Root Cause (if applicable)

  • Root cause: Custom providers sharing api: "ollama" could fall through a shared transport registry path that effectively closed over the wrong Ollama baseUrl, so provider/model selection looked correct while the request still went to the wrong backend.
  • Missing detection / guardrail: There was no regression coverage for multiple custom Ollama providers sharing the same API family but requiring different transport destinations, and no guardrail covering dedicated child agents inheriting parent fallback/provider context.
  • Contributing context (if known): The bug is easiest to see when different Ollama instances are pinned to different GPUs or host different model inventories, because misrouting causes visible model unload/reload behavior on the wrong instance.

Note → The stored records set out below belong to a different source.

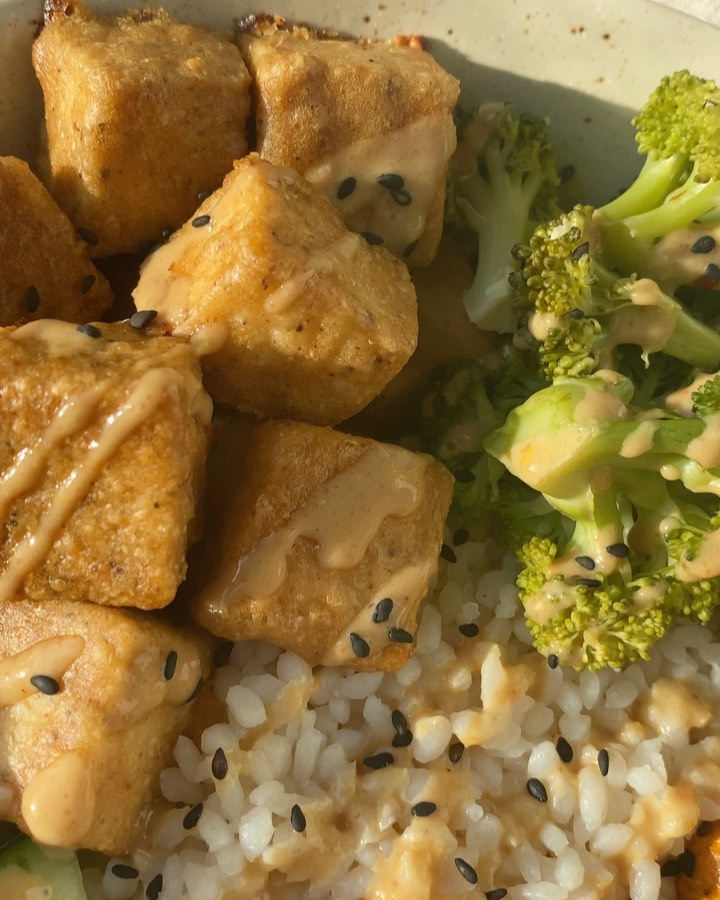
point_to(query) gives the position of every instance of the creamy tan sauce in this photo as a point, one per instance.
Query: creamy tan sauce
(340, 519)
(52, 656)
(19, 884)
(58, 803)
(150, 390)
(418, 152)
(406, 588)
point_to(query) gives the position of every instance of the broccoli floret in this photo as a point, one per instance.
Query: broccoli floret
(578, 310)
(639, 491)
(502, 182)
(679, 183)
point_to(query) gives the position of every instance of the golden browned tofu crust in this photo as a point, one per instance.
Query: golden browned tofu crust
(369, 122)
(104, 438)
(704, 883)
(46, 272)
(92, 701)
(311, 322)
(325, 546)
(142, 113)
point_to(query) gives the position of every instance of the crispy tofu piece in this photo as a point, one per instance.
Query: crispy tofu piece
(82, 745)
(311, 322)
(46, 272)
(325, 546)
(445, 336)
(704, 883)
(104, 441)
(370, 123)
(142, 113)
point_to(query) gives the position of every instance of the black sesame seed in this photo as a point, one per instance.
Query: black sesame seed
(383, 611)
(424, 808)
(687, 862)
(346, 187)
(670, 868)
(399, 721)
(120, 870)
(379, 760)
(219, 765)
(455, 751)
(142, 318)
(464, 476)
(31, 301)
(400, 636)
(581, 250)
(705, 244)
(198, 688)
(193, 817)
(564, 750)
(588, 582)
(154, 888)
(87, 283)
(45, 684)
(402, 198)
(221, 657)
(448, 553)
(460, 536)
(403, 740)
(620, 551)
(713, 272)
(88, 236)
(604, 762)
(536, 789)
(360, 646)
(170, 665)
(90, 330)
(297, 819)
(466, 870)
(391, 181)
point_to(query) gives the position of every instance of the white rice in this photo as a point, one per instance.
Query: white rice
(295, 737)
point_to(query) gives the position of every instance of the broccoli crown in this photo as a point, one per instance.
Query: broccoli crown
(577, 310)
(639, 492)
(503, 181)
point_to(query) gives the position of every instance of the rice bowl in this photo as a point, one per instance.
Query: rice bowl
(479, 768)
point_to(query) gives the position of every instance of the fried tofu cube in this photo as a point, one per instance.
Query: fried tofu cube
(104, 440)
(46, 272)
(325, 546)
(142, 113)
(92, 701)
(311, 322)
(371, 123)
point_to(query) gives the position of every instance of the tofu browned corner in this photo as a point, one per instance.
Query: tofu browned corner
(142, 114)
(45, 265)
(304, 319)
(92, 701)
(103, 465)
(369, 122)
(326, 547)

Regression Test Plan (if applicable)

  • Coverage level that should have caught this:
    • Unit test
    • Seam / integration test
    • End-to-end test
    • Existing coverage already sufficient
  • Target test or file:
    • src/agents/provider-stream.test.ts
    • src/agents/provider-transport-stream.test.ts
    • src/agents/pi-embedded-runner/stream-resolution.test.ts
    • src/agents/agent-scope.test.ts
  • Scenario the test should lock in: When two custom providers share api: "ollama" but point at different baseUrl values, the selected provider/model must resolve to the correct transport destination at run time; additionally, a dedicated child agent without configured fallbacks must not reuse parent fallback/provider context.
  • Why this is the smallest reliable guardrail: The bug lives at the provider stream resolution boundary and child agent scope resolution boundary, so targeted stream/scope tests catch it without requiring a full live Ollama environment.
  • Existing test that already covers this (if any): None before this PR.
  • If no new test is added, why not: N/A

User-visible / Behavior Changes

  • Multi-instance Ollama providers now route by the configured provider/model baseUrl instead of potentially landing on the first registered Ollama backend.
  • Dedicated agents without configured fallbacks no longer accidentally inherit parent provider/model fallback state.
  • Docs now explicitly describe the multi-instance Ollama behavior and routing expectation.

Diagram (if applicable)

Before:
[subagent selects ollama-5090/model] -> [shared ollama transport closes over first provider] -> [request hits 11434] -> [wrong GPU/model reload]

After:
[subagent selects ollama-5090/model] -> [transport resolves model/provider boundary at call time] -> [request hits 11435] -> [correct GPU/provider]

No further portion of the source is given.